What's happening on Sept. 24?
The OSIRIS-REx spacecraft will deliver the sample from Bennu to a designated landing "ellipse" in a desert in western Utah. The sample recovery team held its final test on Aug. 29-30. Photos from the two-day "dress rehearsal" can be seen in a gallery on the University's news website.

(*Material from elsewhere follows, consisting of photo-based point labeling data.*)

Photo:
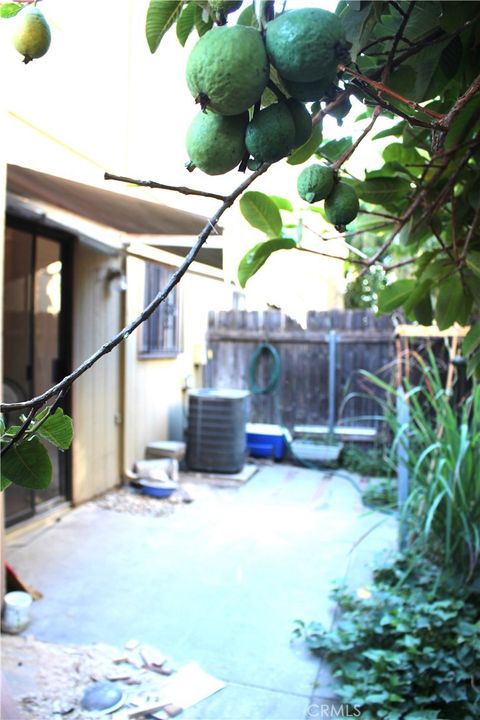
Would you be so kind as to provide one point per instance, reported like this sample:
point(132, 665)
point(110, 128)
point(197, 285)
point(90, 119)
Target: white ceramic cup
point(16, 611)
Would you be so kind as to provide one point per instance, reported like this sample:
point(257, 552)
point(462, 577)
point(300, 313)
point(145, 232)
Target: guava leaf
point(282, 203)
point(419, 293)
point(9, 9)
point(161, 15)
point(203, 21)
point(473, 262)
point(383, 190)
point(185, 23)
point(261, 212)
point(27, 464)
point(394, 295)
point(450, 302)
point(57, 429)
point(301, 154)
point(257, 256)
point(248, 17)
point(396, 131)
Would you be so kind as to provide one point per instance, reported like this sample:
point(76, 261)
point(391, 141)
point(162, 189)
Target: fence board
point(364, 341)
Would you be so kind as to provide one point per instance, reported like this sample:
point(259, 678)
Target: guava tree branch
point(38, 401)
point(380, 87)
point(419, 200)
point(447, 120)
point(161, 186)
point(349, 151)
point(398, 36)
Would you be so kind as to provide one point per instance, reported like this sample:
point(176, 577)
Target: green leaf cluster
point(26, 462)
point(263, 213)
point(409, 650)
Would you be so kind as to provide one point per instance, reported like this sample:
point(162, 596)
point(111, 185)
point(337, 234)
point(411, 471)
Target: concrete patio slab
point(219, 581)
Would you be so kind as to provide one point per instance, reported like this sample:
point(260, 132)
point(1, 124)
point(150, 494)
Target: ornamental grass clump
point(442, 443)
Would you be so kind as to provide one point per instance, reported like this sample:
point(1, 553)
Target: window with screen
point(160, 333)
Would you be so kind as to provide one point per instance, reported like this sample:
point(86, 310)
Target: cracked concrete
point(219, 581)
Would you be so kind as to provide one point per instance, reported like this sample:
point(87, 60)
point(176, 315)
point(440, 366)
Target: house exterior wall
point(96, 394)
point(156, 388)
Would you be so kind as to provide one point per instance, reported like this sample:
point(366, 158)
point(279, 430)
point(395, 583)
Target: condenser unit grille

The capsule is set to enter Earth's atmosphere at 7:42 a.m. MST, traveling at about 27,650 miles per hour. Once located and packaged for travel, the capsule will be transported to a clean room where it will undergo initial processing and disassembly before heading to NASA's Johnson Space Center in Houston. There, scientists will open the sample canister and document the contents before providing portions of the sample to researchers worldwide for analysis. A small amount will be displayed at the University's Alfie Norville Gem & Mineral Museum in the Pima County Historic Courthouse at 115 N. Church Ave. in Tucson.
The city of Tucson and Pima County have both proclaimed Sept. 24 "OSIRIS-REx Sample Return Mission Day," recognizing the University's achievement with the OSIRIS-REx mission, its tradition of space exploration, and the important role that the University and its faculty, staff and students play in making Tucson and Pima County special places to live. Both made their proclamations at meetings on Sept. 19.
What do we hope to learn?
Bennu is made up of material left over from when the planets formed more than 4.5 billion years ago. Scientists hope, with a sample of this ancient material, they can get closer to answering questions like:
- How did life arise on Earth?
- How did our oceans get their water?
- How do we prevent an asteroid from colliding with Earth?
The mission so far
For an overview of the mission, from the trip to Bennu to the spacecraft beginning its journey home, read these University News articles.
- Sept. 8, 2016: Launch | Bound for Bennu! OSIRIS-REx Launch Was 'Perfect'
- Sept. 22, 2017: Earth flyby | Hands Gather on Deck as UA's Asteroid Explorer Buzzes Earth
- Dec. 3, 2018: Asteroid Bennu arrival | OSIRIS-REx Arrives at Asteroid Bennu
- Oct. 20, 2020: Sample collected | OSIRIS-REx Successfully Touches Bennu in Sample Grab
- April 7, 2021: Final Bennu flyover | NASA's OSIRIS-REx Completes Final Tour of Asteroid Bennu
- May 10, 2021: OSIRIS-REx begins journey back to Earth | OSIRIS-REx Spacecraft is Headed Home with Asteroid Sample
Things to know
- More than 150 University graduate and undergraduate students have worked on the mission.
- Scientists say Bennu is one of the more potentially hazardous asteroids that has been discovered, estimating that it has a 1-in-1,750 chance of hitting Earth late in the 22nd century.
- The mission has an unofficial mascot named Pen-REx, a stuffed penguin wearing a Tyrannosaurus rex costume and an OSIRIS-REx T-shirt.